Educação para a Transformação

Um dos grandes mitos da história de Portugal é a «balda» da gestão democrática na revolução. Na verdade nunca tivemos na nossa história uma gestão tão controlada, democrática, e limitada no seu poder de abuso como aquela que nasceu no 25 de Abril em escolas, hospitais, bancos, empresas.
A Karina foi minha aluna e estaremos no júri dela dia 28 para a defesa. Foi também pesquisadora do Grupo de História Global do Trabalho e dos Conflitos Sociais do IHC/UNL.
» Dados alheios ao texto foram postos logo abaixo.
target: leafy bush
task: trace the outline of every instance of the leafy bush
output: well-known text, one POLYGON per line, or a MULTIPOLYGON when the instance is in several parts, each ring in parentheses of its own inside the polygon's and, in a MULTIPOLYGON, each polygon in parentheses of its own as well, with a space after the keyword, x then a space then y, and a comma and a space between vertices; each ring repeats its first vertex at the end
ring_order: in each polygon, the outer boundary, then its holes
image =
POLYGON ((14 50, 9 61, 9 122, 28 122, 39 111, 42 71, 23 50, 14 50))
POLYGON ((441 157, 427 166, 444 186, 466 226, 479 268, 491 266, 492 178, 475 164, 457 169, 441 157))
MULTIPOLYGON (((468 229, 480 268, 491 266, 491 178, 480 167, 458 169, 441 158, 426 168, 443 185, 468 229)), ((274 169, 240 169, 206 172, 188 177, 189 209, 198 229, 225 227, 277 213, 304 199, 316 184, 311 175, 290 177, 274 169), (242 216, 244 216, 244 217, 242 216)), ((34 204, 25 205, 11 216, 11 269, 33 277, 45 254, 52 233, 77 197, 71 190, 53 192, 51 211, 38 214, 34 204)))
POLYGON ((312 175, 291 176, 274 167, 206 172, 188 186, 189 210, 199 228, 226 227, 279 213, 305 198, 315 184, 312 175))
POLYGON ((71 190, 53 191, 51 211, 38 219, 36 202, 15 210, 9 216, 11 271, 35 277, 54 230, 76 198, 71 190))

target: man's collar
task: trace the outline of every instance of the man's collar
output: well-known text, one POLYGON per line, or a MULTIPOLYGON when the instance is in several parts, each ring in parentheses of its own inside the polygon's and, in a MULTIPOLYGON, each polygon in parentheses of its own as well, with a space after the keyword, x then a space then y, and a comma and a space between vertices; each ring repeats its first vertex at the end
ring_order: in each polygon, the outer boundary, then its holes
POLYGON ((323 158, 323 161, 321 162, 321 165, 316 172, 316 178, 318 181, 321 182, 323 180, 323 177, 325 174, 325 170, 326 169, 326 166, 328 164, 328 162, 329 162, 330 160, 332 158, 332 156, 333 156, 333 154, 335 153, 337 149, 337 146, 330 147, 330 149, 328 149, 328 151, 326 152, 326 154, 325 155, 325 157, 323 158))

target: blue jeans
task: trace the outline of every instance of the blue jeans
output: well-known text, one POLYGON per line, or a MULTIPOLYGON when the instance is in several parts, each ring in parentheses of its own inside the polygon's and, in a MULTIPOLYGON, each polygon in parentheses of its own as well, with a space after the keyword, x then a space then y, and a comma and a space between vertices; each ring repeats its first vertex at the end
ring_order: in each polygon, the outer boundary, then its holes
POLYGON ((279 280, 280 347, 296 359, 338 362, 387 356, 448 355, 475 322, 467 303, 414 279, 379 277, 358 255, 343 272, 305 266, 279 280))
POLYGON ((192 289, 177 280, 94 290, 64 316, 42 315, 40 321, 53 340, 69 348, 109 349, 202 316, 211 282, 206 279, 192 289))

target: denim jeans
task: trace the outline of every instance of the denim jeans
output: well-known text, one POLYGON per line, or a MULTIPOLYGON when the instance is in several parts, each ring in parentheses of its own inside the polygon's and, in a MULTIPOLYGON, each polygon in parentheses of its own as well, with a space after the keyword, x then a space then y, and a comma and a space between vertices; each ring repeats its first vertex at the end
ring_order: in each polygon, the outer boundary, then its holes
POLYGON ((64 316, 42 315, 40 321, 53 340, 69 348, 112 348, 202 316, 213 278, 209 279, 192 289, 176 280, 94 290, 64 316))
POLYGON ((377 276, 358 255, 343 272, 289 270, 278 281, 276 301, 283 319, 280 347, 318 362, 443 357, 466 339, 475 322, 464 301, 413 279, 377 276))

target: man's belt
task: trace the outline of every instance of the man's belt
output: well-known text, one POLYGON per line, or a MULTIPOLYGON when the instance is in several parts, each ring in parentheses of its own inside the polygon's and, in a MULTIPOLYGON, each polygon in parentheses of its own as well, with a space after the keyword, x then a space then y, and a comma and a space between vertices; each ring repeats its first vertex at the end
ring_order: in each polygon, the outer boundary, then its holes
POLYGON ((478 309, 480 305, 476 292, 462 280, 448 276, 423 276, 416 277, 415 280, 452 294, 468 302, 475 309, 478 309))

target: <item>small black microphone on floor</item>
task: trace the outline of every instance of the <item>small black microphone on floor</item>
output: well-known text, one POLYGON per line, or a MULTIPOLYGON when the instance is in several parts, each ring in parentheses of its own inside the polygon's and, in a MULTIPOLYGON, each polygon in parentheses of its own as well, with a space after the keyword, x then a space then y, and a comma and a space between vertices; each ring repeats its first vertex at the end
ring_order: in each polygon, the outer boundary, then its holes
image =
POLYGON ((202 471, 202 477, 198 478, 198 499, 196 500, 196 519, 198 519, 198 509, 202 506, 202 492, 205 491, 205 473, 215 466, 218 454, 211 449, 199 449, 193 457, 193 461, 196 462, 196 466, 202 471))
Espero que alguma editora portuguesa queira publicar o livro, para que se conheça com fontes e rigorosa análise crítica um dos mais interessantes processos de construção da escola pública no ocidente, sob impulso revolucionário.
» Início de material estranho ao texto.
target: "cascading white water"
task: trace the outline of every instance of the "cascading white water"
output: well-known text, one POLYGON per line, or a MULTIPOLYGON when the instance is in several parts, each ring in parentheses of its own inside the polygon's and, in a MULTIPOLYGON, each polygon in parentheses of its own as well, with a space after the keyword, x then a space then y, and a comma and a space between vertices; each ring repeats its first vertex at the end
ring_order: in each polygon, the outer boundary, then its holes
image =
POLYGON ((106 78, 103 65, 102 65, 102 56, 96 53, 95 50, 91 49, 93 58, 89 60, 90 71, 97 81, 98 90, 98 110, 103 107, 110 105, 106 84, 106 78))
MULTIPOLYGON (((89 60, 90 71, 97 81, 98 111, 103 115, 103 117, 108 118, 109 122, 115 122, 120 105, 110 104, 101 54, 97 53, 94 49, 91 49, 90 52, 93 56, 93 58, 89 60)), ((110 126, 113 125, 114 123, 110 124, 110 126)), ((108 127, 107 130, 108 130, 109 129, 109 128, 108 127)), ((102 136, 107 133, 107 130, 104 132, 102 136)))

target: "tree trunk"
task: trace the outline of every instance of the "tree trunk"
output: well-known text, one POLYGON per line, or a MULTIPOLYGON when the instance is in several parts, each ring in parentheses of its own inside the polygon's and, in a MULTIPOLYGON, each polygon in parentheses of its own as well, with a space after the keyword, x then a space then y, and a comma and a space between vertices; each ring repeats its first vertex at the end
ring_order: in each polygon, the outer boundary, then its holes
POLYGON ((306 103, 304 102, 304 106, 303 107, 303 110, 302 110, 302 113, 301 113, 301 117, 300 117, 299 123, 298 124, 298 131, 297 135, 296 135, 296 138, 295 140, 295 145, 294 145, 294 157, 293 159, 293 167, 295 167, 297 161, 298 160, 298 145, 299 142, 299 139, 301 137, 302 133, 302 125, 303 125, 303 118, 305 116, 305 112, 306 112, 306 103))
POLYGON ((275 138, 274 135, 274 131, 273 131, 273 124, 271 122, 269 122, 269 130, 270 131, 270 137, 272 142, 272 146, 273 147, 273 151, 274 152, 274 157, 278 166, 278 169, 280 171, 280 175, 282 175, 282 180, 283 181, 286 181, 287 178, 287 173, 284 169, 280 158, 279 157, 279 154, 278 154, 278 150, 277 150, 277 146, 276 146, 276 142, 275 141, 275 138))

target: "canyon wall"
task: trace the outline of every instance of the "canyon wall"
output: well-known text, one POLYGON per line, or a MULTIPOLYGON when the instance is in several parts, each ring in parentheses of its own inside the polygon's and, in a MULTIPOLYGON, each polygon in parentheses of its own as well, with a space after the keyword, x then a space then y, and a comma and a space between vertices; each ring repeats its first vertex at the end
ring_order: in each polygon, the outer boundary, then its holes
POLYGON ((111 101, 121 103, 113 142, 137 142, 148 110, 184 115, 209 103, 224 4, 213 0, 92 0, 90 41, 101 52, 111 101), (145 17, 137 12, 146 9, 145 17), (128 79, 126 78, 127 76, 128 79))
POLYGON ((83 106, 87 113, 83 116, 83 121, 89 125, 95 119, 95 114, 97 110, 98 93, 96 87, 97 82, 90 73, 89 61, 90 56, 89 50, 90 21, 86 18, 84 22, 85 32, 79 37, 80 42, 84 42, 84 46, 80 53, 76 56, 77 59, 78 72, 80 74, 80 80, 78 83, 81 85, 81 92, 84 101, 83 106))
Acrescento ainda que na melhor tradição critica brasileira a Karina tem uma visão da escola que se afasta do eduquês de “esquerda” e do liberalismo conservador, propondo antes uma visão educativa séria e emancipatória sobre educação que teoricamente é pouco comum em Portugal que oscila entre a, sem me permitem a simplificação, a balda e o autoritarismo. O “aprender a brincar” e o “aprender com reguadas” são duas visões antagónicas de uma mesmo projecto que – numa linha – abdica de transformar e por isso de educar as crianças.
No Brasil a teoria educativa foi muito mais longe, com as propostas críticas de Saviani, Frigotto, entre outros.
Ainda a propósito deste tema e dentro da mesma área divulgo o lançamento do livro da minha querida amiga Kénia Miranda, justamente uma das teóricas de educação mais interessantes que conheço, sobre os sindicatos e os movimentos de professores no Brasil, também com uma componente teórica da pedagogia histórico-crítica e do marxismo, que vale muito a pena ler.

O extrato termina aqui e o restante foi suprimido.